Saturday, January 12, 2013

Chicken Saltimbocca for two

 Since moving to the city, my husband and I are doing a lot more walking. The other day we were walking on the street and I realized we weren't "together". So I quickly fixed that by grabbing his arm and linking my hand in his. I was praised with a kiss and a smile. It is amazing how a small gesture of affection can change the outcome of a day.
Romantic tip: Next time you're walking together, grab your love's hand or walk arm-and-arm.
 
Chicken Saltimbocca is one of my all time favorite dishes. I love the combination of flavors. I hope you enjoy this great recipe for two! 
Chicken Saltimbocca for two
1/4 cup All purpose flour 
1/4 tsp salt
1/8 tsp pepper
1 boneless chicken breasts
2 slices of prosciutto
3 oz. fontina cheese shredded
8 oz. sliced mushrooms
6 oz spinach
6 oz sweet marsala
6 ounces chicken stock
2 tbsp. unsalted butter
2 tbsp. all purpose flour
splash of heavy cream or half and half
pinch of ground sage
pinch of black pepper
Olive oil 

Cut Chicken breast into two pieces.
Pound chicken breasts with the flat side of a meat hammer and cut into servings pieces.
 


 In a large ziplock bag add 1/4 cup flour, salt and pepper. Add Chicken and shake to fully dredge chicken.

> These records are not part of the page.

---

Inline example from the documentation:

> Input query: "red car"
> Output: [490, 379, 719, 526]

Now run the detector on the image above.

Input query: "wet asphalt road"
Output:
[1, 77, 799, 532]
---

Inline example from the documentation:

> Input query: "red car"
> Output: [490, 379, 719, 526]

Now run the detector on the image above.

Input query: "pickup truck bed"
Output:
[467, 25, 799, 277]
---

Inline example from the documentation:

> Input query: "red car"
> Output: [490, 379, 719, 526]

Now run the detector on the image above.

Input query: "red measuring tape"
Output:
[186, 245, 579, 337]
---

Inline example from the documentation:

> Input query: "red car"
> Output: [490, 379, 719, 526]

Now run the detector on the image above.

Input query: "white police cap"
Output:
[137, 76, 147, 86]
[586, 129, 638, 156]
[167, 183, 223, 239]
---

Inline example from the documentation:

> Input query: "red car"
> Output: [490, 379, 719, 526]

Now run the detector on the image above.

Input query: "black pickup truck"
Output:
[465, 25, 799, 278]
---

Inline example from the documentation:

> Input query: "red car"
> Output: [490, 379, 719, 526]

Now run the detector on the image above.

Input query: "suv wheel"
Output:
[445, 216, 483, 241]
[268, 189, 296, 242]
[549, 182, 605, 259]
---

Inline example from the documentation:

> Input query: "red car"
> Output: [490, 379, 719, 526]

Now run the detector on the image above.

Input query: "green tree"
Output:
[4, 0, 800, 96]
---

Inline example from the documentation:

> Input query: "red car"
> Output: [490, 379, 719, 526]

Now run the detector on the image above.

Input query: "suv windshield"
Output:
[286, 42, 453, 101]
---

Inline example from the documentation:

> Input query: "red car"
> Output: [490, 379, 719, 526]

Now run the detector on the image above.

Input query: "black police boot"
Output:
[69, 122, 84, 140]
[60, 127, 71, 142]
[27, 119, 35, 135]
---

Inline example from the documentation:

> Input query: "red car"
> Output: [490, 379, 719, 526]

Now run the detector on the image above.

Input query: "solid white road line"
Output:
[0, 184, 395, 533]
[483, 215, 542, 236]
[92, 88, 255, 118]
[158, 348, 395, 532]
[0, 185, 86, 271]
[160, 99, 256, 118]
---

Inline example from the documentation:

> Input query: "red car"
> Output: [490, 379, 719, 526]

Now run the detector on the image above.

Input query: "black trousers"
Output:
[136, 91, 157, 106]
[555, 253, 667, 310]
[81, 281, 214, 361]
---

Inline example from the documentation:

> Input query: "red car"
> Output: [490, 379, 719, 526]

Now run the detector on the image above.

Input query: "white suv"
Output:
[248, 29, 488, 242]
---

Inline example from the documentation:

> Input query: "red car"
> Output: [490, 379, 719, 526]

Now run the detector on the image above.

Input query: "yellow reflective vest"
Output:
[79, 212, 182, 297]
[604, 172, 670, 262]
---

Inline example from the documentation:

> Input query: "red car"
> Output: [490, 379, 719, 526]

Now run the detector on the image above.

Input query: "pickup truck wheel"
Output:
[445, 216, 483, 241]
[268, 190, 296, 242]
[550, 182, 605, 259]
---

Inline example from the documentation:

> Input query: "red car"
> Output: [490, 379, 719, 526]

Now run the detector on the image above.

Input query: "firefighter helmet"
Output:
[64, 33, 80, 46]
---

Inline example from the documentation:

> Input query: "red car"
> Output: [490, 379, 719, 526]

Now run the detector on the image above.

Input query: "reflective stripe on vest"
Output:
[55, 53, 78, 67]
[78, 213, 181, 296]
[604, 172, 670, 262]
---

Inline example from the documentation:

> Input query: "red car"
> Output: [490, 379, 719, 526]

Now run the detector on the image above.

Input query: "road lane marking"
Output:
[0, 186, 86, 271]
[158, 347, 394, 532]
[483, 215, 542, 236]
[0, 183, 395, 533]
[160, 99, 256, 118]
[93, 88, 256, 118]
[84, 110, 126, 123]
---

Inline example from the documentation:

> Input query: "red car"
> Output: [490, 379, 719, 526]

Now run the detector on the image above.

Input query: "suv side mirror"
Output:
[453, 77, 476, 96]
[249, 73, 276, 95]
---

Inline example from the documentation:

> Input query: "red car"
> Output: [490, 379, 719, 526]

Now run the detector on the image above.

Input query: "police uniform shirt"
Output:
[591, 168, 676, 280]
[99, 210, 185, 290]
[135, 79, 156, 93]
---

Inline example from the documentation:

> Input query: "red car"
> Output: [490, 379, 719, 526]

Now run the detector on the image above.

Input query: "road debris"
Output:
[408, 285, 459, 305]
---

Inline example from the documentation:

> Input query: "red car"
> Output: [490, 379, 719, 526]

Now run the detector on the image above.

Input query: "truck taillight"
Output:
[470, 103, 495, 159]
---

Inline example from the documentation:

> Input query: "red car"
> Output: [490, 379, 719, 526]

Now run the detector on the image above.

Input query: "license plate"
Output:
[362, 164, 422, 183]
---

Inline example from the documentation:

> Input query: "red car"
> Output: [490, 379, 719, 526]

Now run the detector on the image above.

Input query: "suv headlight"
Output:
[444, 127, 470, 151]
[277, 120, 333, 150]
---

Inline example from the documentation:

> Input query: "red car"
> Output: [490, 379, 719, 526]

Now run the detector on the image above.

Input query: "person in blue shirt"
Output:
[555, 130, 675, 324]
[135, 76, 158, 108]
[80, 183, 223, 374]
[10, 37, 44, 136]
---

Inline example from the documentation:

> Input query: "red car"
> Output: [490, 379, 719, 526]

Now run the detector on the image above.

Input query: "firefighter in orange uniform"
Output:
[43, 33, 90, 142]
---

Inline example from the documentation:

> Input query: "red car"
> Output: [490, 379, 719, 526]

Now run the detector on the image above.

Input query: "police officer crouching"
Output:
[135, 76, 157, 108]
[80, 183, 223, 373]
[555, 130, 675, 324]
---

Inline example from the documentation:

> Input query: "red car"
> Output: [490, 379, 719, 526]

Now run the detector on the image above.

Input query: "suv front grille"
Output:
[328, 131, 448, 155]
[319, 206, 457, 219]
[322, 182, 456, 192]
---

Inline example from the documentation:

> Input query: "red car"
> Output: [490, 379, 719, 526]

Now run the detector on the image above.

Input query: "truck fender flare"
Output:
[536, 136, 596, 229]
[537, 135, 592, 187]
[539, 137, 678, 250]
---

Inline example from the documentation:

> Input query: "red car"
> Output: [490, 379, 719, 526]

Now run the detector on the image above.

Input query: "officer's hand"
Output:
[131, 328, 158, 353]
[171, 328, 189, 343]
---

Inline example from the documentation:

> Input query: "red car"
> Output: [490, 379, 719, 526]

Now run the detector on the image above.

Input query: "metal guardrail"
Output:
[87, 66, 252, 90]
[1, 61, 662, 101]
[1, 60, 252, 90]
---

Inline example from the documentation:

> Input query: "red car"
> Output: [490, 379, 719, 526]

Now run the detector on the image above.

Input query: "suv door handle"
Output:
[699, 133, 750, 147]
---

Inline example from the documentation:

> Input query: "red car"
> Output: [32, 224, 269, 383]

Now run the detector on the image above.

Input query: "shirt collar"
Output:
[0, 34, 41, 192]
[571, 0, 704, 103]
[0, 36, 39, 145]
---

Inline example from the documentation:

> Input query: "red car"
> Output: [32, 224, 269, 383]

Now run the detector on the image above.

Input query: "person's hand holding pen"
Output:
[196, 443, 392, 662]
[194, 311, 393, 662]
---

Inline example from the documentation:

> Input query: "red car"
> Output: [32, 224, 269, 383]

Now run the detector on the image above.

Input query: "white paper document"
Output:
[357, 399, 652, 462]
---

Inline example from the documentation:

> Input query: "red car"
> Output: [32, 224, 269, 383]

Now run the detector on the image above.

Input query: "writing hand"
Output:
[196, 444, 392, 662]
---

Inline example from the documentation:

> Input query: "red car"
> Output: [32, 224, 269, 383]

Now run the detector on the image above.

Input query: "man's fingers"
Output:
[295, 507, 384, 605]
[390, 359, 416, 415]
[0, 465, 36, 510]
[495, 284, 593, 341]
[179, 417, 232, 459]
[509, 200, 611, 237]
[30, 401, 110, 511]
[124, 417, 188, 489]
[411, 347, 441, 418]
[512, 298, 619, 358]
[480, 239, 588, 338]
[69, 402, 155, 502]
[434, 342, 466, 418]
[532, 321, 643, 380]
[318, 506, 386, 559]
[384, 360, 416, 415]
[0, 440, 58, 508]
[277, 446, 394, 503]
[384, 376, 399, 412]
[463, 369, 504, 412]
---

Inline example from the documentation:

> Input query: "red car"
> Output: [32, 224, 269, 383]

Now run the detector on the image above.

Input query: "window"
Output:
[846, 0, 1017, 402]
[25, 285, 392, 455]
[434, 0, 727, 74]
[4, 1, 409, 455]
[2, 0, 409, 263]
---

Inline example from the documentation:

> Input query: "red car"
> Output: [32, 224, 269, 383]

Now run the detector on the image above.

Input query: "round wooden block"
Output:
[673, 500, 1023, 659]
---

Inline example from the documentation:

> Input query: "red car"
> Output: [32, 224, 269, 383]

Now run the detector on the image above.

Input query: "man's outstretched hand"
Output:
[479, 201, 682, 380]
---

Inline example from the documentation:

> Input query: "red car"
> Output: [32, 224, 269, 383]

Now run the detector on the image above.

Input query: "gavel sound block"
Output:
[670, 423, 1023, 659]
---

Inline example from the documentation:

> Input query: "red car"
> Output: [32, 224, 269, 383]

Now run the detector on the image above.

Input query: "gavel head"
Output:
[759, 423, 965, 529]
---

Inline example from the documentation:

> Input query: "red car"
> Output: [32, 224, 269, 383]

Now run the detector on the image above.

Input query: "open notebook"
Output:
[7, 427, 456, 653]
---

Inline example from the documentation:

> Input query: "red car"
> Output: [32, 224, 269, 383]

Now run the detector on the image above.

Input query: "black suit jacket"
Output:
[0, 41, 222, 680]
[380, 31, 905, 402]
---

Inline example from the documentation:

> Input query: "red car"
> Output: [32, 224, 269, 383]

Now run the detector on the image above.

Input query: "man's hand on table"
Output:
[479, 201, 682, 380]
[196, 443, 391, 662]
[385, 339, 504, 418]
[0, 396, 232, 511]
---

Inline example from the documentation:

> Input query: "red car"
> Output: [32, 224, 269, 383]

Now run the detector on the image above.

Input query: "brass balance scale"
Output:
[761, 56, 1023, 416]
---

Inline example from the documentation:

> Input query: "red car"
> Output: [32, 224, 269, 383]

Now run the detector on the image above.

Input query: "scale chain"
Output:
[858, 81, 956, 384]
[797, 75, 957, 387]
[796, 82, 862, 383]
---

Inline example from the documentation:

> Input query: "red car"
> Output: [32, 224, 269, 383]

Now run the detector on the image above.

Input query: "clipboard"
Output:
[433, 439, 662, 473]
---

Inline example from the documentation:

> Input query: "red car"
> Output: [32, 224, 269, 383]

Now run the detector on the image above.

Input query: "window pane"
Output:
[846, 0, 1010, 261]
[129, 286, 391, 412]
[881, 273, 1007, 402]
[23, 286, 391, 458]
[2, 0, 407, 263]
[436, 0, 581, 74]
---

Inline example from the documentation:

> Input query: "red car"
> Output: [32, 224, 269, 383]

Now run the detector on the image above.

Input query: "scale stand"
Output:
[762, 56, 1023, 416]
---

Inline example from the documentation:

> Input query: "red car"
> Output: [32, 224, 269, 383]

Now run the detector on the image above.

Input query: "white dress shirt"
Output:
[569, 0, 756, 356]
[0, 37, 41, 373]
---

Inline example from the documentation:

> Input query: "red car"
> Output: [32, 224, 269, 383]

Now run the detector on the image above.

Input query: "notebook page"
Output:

Place floured breasts in a large saute pan with 2 TBSP olive oil and saute.

Cook chicken 5 minutes on each side and remove from the pan.


 Add 1 TBSP olive oil to the pan and add in the sliced mushrooms and saute until soft
 


Add all but 2 ounces of marsala wine wine to pan to deglaze the pan, allow alcohol to cook off for a minute then add the chicken stock, pinch of sage, pinch of black pepper and place chicken breasts back into the pan.
 

Reduce heat and continue to cook while sauce is reducing. Once sauce has started to reduce add in cream and mix well.

Take the butter and coat it in flour, then add to the sauce. As the sauce begins to thicken remove from the heat.

Place chicken breast in a baking dish and top with a slice of proscuitto and the shredded fontina cheese. Place in a 350 degree oven for about 15 minutes or until the cheese has melted.

In another saute pan add in a little olive oil and the baby spinach, saute until completely cooked and set aside (make sure you drain off any extra oil)

3 minutes before the chicken breasts are done, start to slowly reheat the marsala sauce and spinach. At this time add in the remaining Marsala wine

On a serving platter or individual plates set up the dish...Sauteed spinach, chicken breast then top with mushrooms and marsala sauce.